In a classic capitalist society, if your work sucks, no one will buy it. If the studio has little faith in it, they’ll dump it on Labor Day weekend or video. If a studio or producer destroys it or shelves it, you can go to the media and embarrass your target(s) with the worst case scenario being a defamation suit - not arrest, government suppression and conviction for protesting too much.
Panahi will be able to write scripts in his mind, but the prison term will break something, and additional 14 years of silence might destroy the desire to persevere and express ideas again on film. It’s not a crime against the republic; it’s a nasty regime saying ‘We told you to shut up, and you didn’t listen. Now we’re going to destroy you.’
The North is like a big child in the corner who screams and spittles whenever it feels no one is coming over from the big group of kids in the sunny playground to play a private game of checkers because everyone knows you cheat.
It’s also because you’re a creepy kid and habor weird ideas of self-adulation, as evidenced by a crayon drawing of you being ten feet tall in a green field, the other kids kissing your bare feet, and the teachers nailed to crosses that pepper the mountain horizon. You didn’t even put X’s on the their faces; you drew eyes with big blobs of tears falling to the ground where they help germinate some brightly coloured flower named after you.
You’re not liked because you’ve created a cult in which you’re a God, and instead of flinging elastic bands and spitballs at others, you just tell them if they don’t love you unconditionally, you’re going to kill something they love, and maybe take away their lunches and dinners for the next 10 years.
N.C. Heikin’s documentary, Kimjongilia (2009) [M]– named after a reddish flower in honor of the Son of Dear Leader - isn’t perfect, but there are enough disturbing tales by refugees from the North that paint a portrait of a weird world that’s Orwellian and Gilliam (minus the bossa nova tune).

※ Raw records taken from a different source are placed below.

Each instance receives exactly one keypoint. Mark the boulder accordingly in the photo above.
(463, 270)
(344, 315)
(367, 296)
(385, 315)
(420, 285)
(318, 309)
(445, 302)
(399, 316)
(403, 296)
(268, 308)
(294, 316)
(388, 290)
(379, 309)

In the 2006 documentary Comrades in Dreams, we’re shown a clip from a North Korean film about a daughter who isn’t crazy about an arranged marriage to a man devoted to the cultural improvement of pickled, spicy cabbage (kimchi). In the end she acquiesces, presumably because he’s either got a great cucumber between his legs, she’s swayed by family honor issues, the secret police stepped on her pet goldfish (improperly named ‘Kimjongcuda’), or the allure of cabbage proved too forceful.
I dunno, but it’s the kind of product made in a vacuum created by a regime steeped in ideology and a mandate to keep the cult saturated within the human brain, and that’s what makes Kimjongilia so horrific – the scarred lives and brutalized psyches the regime knows are unable to mount any kind of change from within or outside its borders.
The cruelties in the 2009 doc are contrasted by the regime’s fixation on order, grand architecture, and blazing pastel colours – elements beautifully captured by photographer Eric Lafforgue, samples of which are archived on Flickr.
After reading the review of Lorber’s DVD, do check out Lafforgue’s really beautiful photos, starting with a festival devoted to the Kimjongilia flower, and the weird mega-dance that brings thousands to the central square in Pyongyang for one hour.
That kid in the corner needs special medication.